Negatif barış sürecinin yani çatışmasızlığın bazı şeyleri onardığını; fakat pozitif barış sürecinin ise halkların özgürleşmesini sağlayacağını belirten Eren, "Pozitif barış süreci farklı kültürlerin, dillerin, kimliklerin yaşama olanağını sağlayacak süreçtir. Aynı zamanda Kürtlerin dillerini, kimliklerini, vatandaşlık durumunu ve eşit yurttaşlık durumunu da güvence altına alacak süreçlerdir. Bunlar kuşkusuz bir an önce olacak süreçler değil; aşamalı süreçlerdir" diye belirtti. 
 
'UMUT HAKKI TANINMALI'
 
Avrupa İnsan Hakları Mahkemesi'nin Kürt Halk Önderi Abdullah Öcalan'a "umut hakkının" ihlal edildiğine yönelik kararın tanınmasını isteyen Eren, Meclis'te kurulan komisyonun Abdullah Öcalan ile görüşmemesinin eksiklik olduğunu ifade etti. Eren, "Dünyada birçok yerde çatışmalar yaşanmış, savaşlar yaşanmış, çatışma çözümleri olmuş,  barış süreçleri olmuş. Barış süreçleri doğru ilişkilerle mümkün hale gelebilir.
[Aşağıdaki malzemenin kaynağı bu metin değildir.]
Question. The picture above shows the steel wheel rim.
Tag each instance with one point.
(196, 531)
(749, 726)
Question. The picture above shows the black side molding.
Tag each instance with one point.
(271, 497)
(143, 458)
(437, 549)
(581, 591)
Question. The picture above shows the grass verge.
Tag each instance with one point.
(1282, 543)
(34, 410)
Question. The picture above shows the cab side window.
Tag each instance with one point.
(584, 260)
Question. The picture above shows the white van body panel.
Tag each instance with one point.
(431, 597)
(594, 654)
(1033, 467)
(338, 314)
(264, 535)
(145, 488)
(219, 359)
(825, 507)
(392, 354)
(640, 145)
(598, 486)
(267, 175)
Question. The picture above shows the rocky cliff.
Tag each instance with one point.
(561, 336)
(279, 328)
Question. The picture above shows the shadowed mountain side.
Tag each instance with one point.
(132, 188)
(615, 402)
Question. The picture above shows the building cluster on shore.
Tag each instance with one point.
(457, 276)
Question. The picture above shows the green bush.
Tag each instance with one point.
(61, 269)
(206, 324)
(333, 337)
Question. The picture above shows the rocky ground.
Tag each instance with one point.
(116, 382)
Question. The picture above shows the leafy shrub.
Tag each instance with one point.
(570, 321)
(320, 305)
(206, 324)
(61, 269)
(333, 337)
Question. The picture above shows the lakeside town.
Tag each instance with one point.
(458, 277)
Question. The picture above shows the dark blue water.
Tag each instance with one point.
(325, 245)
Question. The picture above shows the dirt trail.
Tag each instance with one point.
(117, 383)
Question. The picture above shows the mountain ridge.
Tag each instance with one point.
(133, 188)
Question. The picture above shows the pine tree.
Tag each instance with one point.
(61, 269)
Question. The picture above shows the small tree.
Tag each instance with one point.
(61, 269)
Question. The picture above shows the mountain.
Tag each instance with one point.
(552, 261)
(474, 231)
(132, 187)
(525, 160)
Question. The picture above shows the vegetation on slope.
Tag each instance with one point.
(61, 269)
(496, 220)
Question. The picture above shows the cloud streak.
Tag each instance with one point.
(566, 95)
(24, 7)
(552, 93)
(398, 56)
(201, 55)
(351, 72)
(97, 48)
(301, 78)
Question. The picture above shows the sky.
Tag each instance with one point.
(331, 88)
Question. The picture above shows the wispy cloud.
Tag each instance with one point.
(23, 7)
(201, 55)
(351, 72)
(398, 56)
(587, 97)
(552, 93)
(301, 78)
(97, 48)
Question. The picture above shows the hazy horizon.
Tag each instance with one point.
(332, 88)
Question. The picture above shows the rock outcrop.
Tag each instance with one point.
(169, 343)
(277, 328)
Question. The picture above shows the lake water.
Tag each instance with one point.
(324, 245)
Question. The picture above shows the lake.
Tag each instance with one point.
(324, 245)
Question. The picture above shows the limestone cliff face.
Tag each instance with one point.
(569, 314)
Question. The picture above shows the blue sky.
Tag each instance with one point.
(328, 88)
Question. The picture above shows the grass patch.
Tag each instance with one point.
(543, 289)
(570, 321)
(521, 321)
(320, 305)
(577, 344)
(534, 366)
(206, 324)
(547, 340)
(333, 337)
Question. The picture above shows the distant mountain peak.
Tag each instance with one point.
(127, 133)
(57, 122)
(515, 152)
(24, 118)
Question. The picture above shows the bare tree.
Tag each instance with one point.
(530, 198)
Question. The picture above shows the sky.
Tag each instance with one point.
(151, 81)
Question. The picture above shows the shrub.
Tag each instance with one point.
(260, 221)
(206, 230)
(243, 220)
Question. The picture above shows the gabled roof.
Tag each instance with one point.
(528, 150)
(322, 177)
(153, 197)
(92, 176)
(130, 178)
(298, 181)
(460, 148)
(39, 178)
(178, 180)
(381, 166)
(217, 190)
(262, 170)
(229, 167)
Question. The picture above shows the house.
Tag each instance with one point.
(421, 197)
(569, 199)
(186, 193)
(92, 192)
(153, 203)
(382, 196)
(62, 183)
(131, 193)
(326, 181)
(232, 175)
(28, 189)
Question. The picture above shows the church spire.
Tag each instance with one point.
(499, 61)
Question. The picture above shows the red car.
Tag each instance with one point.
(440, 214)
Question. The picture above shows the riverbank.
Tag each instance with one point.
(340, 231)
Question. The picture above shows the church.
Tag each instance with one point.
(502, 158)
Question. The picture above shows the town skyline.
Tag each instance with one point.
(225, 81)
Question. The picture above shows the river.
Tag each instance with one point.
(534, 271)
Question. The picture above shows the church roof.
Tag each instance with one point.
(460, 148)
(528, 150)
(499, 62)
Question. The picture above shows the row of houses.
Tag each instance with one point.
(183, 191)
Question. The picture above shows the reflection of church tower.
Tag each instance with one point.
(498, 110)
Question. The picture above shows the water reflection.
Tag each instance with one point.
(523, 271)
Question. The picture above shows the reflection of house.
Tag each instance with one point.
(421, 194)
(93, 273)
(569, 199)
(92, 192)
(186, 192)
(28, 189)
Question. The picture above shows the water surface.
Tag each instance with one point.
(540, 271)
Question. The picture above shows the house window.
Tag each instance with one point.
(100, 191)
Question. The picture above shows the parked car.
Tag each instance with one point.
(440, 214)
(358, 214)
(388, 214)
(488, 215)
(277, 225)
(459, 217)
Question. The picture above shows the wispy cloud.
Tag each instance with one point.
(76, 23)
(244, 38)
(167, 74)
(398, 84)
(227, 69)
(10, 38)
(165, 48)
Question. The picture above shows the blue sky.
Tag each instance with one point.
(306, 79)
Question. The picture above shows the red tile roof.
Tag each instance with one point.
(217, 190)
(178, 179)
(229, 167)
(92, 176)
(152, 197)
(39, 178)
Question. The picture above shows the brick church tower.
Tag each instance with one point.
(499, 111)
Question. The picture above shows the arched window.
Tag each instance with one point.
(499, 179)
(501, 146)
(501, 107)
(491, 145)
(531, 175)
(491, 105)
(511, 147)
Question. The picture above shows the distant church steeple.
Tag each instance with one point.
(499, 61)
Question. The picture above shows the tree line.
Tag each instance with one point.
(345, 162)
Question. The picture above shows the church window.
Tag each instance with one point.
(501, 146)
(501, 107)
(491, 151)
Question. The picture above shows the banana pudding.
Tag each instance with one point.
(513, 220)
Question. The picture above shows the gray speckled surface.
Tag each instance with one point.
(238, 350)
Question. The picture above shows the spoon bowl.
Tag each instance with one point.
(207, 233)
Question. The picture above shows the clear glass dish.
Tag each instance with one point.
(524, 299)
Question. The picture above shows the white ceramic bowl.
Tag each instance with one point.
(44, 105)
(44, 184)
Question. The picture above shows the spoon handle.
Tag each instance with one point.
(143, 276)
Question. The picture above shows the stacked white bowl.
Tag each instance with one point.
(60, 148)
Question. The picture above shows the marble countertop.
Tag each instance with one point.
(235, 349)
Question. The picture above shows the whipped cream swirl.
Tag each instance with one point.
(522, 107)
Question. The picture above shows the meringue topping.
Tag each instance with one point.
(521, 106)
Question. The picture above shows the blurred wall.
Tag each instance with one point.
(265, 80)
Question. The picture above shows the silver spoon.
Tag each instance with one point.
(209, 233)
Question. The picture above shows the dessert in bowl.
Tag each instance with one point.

Bakın Kolombiya'da FARC gerilla komutanı Timoşenko ile bu görüşme gerçekleşmiş ve bütün süreç bunun üzerinden gitmiş. Ve yine 'terörist' olarak ilan edilen Mandella 'terörist' olarak ilan edilen Güney Afrika Kongresi bir süre sonra bizatihi Apartheid rejiminin cumhurbaşkanı tarafından barışın lideri olarak kabul edilen Mandella ile görüşmeyle bu barış süreci gerçekleşmiş. Keza yine Nepal'de bakın Praçanda adlı komutanla yapılan görüşmeler sonucunda bu barış gerçekleşmiş" şeklinde konuştu. 
 
'KOMİSYON ABDULLAH ÖCALAN İLE GÖRÜŞMELİ'
 
Komisyonun Abdullah Öcalan ile görüşmesinin süreci hızlandıracağını kaydeden Eren, Bu görüşmenin gerçekleşmesi durumunda sonraki adımların hem negatif barış sürecinin ilerlemesi hem pozitif barış sürecine evrilmesini hızlandıracağını söyledi.